La violencia que algunos sufren en la travesía por el Mediterráneo es una constante en Libia y en las etapas anteriores del viaje. Casi nadie se libra de ella; tampoco los menores de edad. Lo sabe bien Berhane, un eritreo de 17 años que llegó estos días a Palermo sin estar acompañado por un adulto. Al poco de desembarcar utilizó sus conocimientos de italiano para ayudar a que el personal de socorro pudiera entenderse con los inmigrantes con quienes viajaba.
«Las primeras atrocidades las vivimos en el desierto», contó a «Save the Children» Berhane, que desde Eritrea viajó a Etiopía, Sudán y Libia. «Estábamos unos 30 en un camión. Los traficantes y el conductor habían tomado cocaína y otras drogas. Si hacías algo que no les gustaba, cuando paraban el camión lo pagabas. A algunos les echaban gasolina y les prendían fuego». Al llegar a Libia la situación no mejoró. «Nos pegaban continuamente, en algunos casos con barras de acero. A algunos los decapitaron». Como otros muchos inmigrantes desembarcados en Italia por el Canal de Sicilia en las últimas semanas, Berhane describió el caos en que está sumida Libia por la guerra civil, una situación que aprovechan los traficantes de personas para ejercer su violencia. «Estuve cuatro meses en una fábrica de sardinas cerca de Trípoli. Éramos unos 1.000. Sólo comíamos una vez al día y no podíamos hacer nada. Si hablabas con alguien te pegaban. Nos hacían llamar a nuestros familiares para decirles que nos estábamos muriendo. Mientras lo hacíamos nos pegaban para que escucharan los alaridos». Pese al riesgo de la travesía por el Mediterráneo, Berhane considera que las peores partes de su viaje las pasó en Libia y en el desierto. Ahora se encuentra en un centro de acogida de menores en Sicilia, aunque no tiene intención de quedarse en Italia, pues desea emigrar en cuanto pueda al norte de Europa para iniciar allí una nueva vida. Dice haber pagado en total unos 5.000 euros a los traficantes. Más caro le salió el viaje a Luul, una somalí que desembolsó 6.400 euros por las distintas extorsiones a las que fue sometida en su odisea por media África. «En Sudán un traficante nos dejó en el desierto diciéndonos que debíamos llamar a nuestras familias para pedirles dinero. Si no, no habríamos podido continuar. Nos pegaban. ¿Ve las cicatrices en torno a mi ojo?», le contó a Médicos Sin Fronteras esta madre de cuatro hijos. «En el desierto libio 12 personas de nuestro grupo murieron por el hambre y el cansancio. Así falleció una chica de 16 años a la que preparé para la sepultura según la tradición musulmana».

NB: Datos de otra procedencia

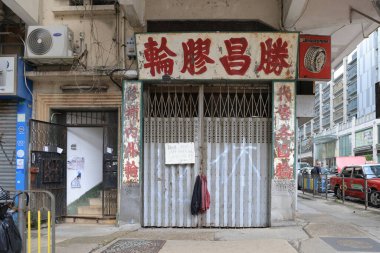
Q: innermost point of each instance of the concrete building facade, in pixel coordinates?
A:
(92, 113)
(345, 122)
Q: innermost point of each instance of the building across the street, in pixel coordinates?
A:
(346, 109)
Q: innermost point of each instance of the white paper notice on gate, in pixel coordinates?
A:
(179, 153)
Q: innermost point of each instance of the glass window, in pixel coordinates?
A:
(372, 171)
(345, 145)
(358, 172)
(347, 172)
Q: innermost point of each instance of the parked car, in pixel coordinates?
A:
(330, 172)
(354, 182)
(302, 173)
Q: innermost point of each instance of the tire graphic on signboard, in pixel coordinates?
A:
(315, 59)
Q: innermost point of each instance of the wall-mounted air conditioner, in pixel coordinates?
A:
(8, 72)
(49, 42)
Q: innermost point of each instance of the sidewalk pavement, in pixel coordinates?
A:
(321, 226)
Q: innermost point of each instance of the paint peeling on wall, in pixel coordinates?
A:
(284, 125)
(131, 132)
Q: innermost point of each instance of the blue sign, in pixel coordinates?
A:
(24, 113)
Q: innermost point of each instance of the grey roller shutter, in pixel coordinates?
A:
(8, 116)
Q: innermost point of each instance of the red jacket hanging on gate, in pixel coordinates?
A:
(205, 195)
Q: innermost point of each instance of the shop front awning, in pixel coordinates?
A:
(363, 149)
(325, 139)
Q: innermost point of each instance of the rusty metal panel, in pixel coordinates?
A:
(168, 188)
(223, 55)
(238, 154)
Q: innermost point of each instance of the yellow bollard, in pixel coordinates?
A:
(29, 234)
(39, 232)
(49, 249)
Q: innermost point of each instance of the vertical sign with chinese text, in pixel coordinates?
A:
(213, 56)
(131, 132)
(284, 125)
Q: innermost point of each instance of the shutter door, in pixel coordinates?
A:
(8, 114)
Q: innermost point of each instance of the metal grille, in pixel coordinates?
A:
(86, 118)
(8, 114)
(237, 102)
(49, 173)
(236, 125)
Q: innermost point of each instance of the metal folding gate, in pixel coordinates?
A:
(231, 129)
(8, 115)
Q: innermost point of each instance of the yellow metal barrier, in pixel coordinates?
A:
(29, 233)
(49, 232)
(39, 232)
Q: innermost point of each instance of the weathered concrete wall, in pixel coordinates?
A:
(98, 29)
(28, 11)
(267, 11)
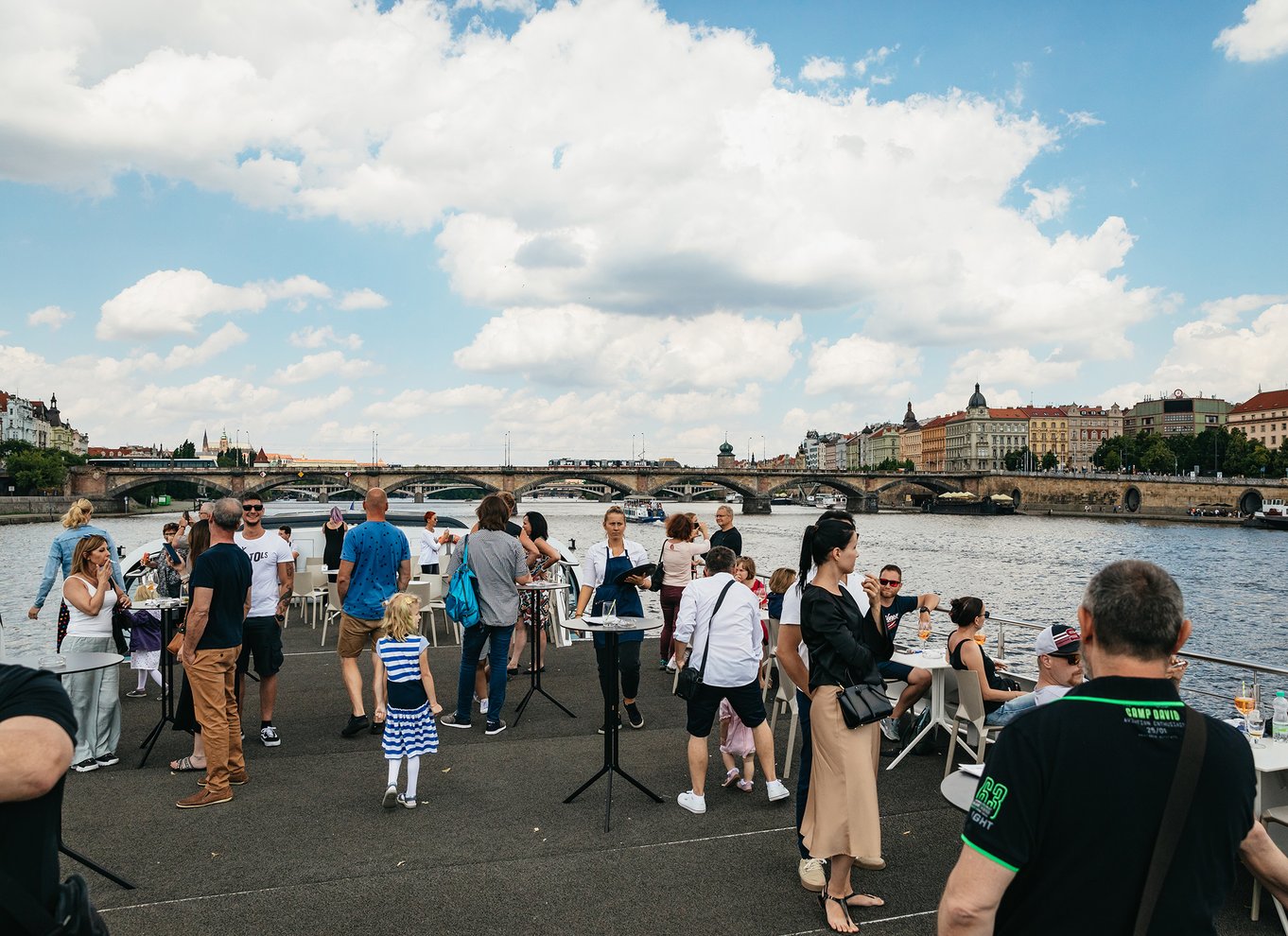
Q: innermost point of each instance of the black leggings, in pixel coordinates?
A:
(627, 665)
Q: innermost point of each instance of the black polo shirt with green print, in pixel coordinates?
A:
(1071, 801)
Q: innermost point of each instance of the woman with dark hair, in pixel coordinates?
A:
(500, 565)
(676, 572)
(842, 821)
(1001, 702)
(600, 566)
(547, 558)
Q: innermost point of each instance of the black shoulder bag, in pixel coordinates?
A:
(1184, 782)
(689, 679)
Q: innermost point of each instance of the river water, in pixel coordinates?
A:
(1031, 568)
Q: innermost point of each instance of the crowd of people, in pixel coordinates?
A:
(832, 635)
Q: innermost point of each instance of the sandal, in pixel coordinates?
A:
(875, 900)
(845, 908)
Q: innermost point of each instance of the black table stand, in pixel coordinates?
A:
(612, 726)
(534, 633)
(166, 685)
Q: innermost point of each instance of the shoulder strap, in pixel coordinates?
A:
(1184, 782)
(711, 623)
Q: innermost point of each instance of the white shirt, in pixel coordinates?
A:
(791, 612)
(264, 554)
(595, 562)
(733, 655)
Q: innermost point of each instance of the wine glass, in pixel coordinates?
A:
(1256, 726)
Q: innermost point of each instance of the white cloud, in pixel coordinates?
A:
(818, 70)
(308, 337)
(326, 365)
(362, 299)
(707, 185)
(1262, 34)
(49, 316)
(173, 302)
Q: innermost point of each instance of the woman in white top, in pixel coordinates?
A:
(96, 694)
(603, 564)
(676, 572)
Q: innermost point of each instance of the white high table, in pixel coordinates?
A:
(940, 671)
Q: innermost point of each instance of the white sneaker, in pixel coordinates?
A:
(692, 803)
(813, 877)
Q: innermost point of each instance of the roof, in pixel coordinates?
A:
(1271, 399)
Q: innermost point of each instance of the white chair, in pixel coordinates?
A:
(970, 714)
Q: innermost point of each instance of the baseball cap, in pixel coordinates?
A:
(1057, 640)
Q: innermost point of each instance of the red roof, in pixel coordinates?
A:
(1273, 399)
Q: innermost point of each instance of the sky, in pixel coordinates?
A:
(618, 227)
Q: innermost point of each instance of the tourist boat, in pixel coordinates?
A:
(643, 510)
(1273, 515)
(966, 504)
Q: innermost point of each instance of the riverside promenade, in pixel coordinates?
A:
(305, 846)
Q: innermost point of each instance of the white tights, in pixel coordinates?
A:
(412, 775)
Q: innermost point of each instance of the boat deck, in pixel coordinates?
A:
(305, 846)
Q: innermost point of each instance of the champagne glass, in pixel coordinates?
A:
(1256, 728)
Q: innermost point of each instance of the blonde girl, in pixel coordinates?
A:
(411, 730)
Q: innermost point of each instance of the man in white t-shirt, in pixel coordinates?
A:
(272, 582)
(793, 663)
(726, 637)
(1059, 650)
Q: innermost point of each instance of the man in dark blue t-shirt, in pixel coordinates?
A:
(213, 633)
(889, 612)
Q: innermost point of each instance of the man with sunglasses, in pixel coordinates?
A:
(272, 582)
(1059, 650)
(890, 613)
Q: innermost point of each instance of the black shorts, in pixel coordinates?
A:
(262, 639)
(746, 701)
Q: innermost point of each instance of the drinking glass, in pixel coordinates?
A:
(1256, 728)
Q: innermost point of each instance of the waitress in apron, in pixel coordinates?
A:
(601, 564)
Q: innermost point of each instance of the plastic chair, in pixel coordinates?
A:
(1279, 815)
(970, 714)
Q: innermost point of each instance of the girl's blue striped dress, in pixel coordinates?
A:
(409, 726)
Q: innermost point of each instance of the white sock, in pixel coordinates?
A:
(412, 776)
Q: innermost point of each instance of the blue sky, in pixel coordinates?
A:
(583, 224)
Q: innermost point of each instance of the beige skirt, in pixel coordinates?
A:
(842, 815)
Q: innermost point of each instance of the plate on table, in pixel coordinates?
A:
(647, 569)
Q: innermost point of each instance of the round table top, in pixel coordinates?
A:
(77, 662)
(959, 789)
(623, 625)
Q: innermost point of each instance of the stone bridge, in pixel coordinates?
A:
(1131, 494)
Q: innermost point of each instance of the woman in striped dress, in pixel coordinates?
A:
(401, 658)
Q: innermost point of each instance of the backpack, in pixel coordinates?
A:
(461, 601)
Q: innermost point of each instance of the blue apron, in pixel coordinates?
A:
(626, 597)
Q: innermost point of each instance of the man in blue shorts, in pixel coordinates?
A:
(890, 611)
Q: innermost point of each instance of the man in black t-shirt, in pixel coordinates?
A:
(1074, 790)
(220, 600)
(38, 732)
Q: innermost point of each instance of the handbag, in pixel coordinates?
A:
(688, 679)
(863, 704)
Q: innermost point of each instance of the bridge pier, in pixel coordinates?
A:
(862, 504)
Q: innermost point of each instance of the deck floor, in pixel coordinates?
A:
(305, 846)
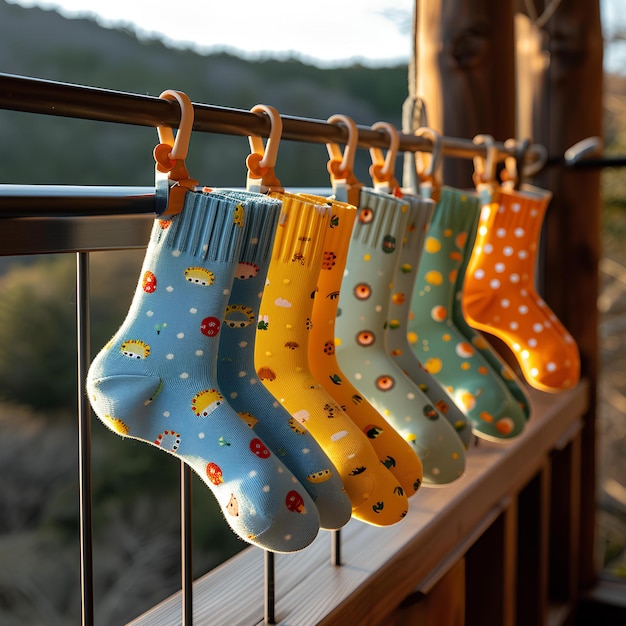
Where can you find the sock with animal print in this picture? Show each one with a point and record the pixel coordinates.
(292, 443)
(281, 358)
(360, 329)
(392, 450)
(156, 381)
(499, 295)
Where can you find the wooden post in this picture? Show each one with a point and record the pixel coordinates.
(572, 110)
(465, 72)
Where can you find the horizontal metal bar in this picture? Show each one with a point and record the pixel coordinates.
(40, 235)
(33, 95)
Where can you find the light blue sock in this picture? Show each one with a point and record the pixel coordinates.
(237, 377)
(156, 380)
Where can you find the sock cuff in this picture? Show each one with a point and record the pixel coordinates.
(520, 208)
(340, 224)
(209, 227)
(420, 214)
(300, 232)
(457, 210)
(380, 219)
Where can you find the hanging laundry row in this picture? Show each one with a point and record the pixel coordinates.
(315, 359)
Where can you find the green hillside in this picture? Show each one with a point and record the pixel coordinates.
(43, 44)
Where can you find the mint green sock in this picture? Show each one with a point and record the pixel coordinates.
(439, 345)
(156, 380)
(420, 212)
(360, 342)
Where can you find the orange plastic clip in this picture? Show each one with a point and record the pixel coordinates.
(382, 169)
(170, 154)
(262, 160)
(346, 186)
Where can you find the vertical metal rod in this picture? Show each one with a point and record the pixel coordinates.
(186, 544)
(270, 586)
(84, 438)
(335, 547)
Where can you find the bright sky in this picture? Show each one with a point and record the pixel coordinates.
(323, 31)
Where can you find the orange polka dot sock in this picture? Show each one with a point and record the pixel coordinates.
(499, 295)
(293, 445)
(156, 380)
(281, 359)
(396, 336)
(480, 343)
(439, 345)
(392, 450)
(360, 339)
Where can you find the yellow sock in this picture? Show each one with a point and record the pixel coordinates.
(281, 360)
(392, 450)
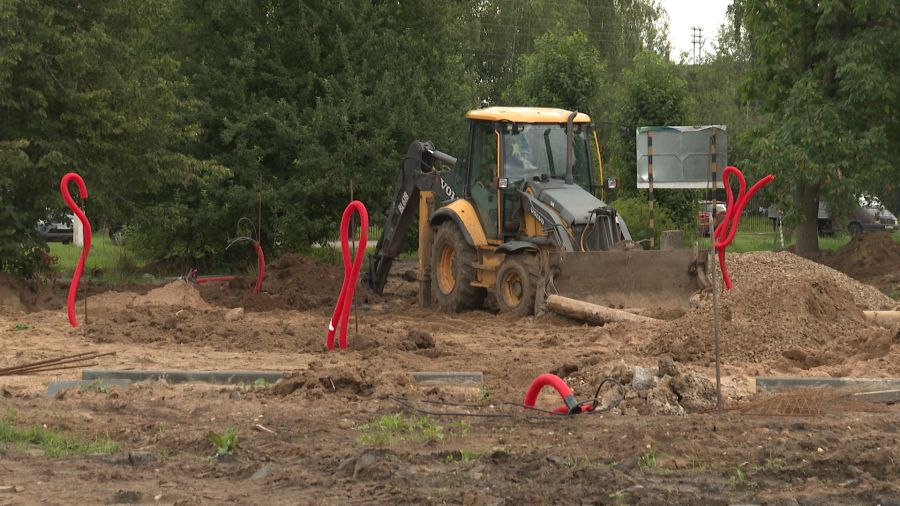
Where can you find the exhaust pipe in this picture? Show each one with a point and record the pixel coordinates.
(570, 147)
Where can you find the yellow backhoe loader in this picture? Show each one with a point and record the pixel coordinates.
(517, 215)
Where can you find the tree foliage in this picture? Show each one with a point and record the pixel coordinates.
(307, 96)
(564, 71)
(509, 29)
(826, 75)
(83, 88)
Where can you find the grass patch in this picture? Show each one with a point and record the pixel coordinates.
(738, 479)
(389, 429)
(107, 260)
(648, 459)
(462, 456)
(96, 386)
(225, 443)
(54, 444)
(767, 241)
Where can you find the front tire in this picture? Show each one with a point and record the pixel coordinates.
(452, 273)
(517, 284)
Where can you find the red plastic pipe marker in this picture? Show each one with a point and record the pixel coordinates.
(724, 233)
(341, 314)
(76, 276)
(571, 404)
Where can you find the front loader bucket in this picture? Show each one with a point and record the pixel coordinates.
(652, 283)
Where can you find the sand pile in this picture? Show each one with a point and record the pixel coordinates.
(180, 294)
(782, 307)
(17, 296)
(291, 282)
(873, 258)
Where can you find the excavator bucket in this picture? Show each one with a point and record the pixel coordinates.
(652, 283)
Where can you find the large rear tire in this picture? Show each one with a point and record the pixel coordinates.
(452, 273)
(517, 284)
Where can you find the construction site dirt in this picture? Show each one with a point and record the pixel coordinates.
(351, 426)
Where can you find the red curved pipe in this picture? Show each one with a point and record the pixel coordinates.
(261, 260)
(341, 314)
(725, 232)
(547, 379)
(76, 276)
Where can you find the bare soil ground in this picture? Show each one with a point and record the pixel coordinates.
(661, 442)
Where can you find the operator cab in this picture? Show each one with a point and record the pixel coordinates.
(511, 148)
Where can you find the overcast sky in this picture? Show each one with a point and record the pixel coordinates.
(683, 14)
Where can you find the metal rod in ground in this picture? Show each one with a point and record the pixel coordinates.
(712, 239)
(84, 292)
(57, 364)
(86, 356)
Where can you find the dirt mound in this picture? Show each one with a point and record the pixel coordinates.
(349, 381)
(17, 296)
(782, 307)
(872, 258)
(291, 282)
(177, 293)
(667, 389)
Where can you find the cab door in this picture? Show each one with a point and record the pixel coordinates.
(484, 171)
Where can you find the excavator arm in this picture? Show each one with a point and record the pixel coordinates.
(418, 173)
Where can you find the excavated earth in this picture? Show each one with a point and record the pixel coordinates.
(656, 437)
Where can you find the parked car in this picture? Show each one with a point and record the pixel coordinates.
(871, 219)
(56, 229)
(703, 216)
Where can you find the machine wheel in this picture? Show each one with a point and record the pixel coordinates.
(452, 272)
(517, 284)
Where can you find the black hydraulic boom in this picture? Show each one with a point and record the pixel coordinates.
(420, 172)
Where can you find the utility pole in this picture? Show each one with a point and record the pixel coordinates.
(696, 41)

La peor parte del viaje, como a todos, le esperaba a Luul en Libia. «En Trípoli tuve que llamar otra vez a mi familia para que me enviaran más dinero y que me dejaran ir. Durante un mes esperé en una casa aislada. Nos daban medio litro de agua y una comida al día y nos pegaban a todos. Los traficantes maltrataban a hombres y a mujeres. Sufrimos violencia verbal, humillaciones y algunas mujeres fueron violadas. Yo no porque hablo árabe. Intenté explicarles que la religión musulmana no permite esos comportamientos. Les decía: ‘‘¿Pero no tenéis miedo de Dios?’’», cuenta esta mujer que huyó de Somalia porque pertenece a una etnia perseguida en su país. También escapaba de la violencia Edwin, un nigeriano de 17 años que decidió buscarse la vida en Europa tras ver morir a uno de sus hermanos en un atentado terrorista en octubre. Como él, otros nigerianos llegados estos días cuentan que huyen de las matanzas cometidas por el grupo islamista radical Boko Haram.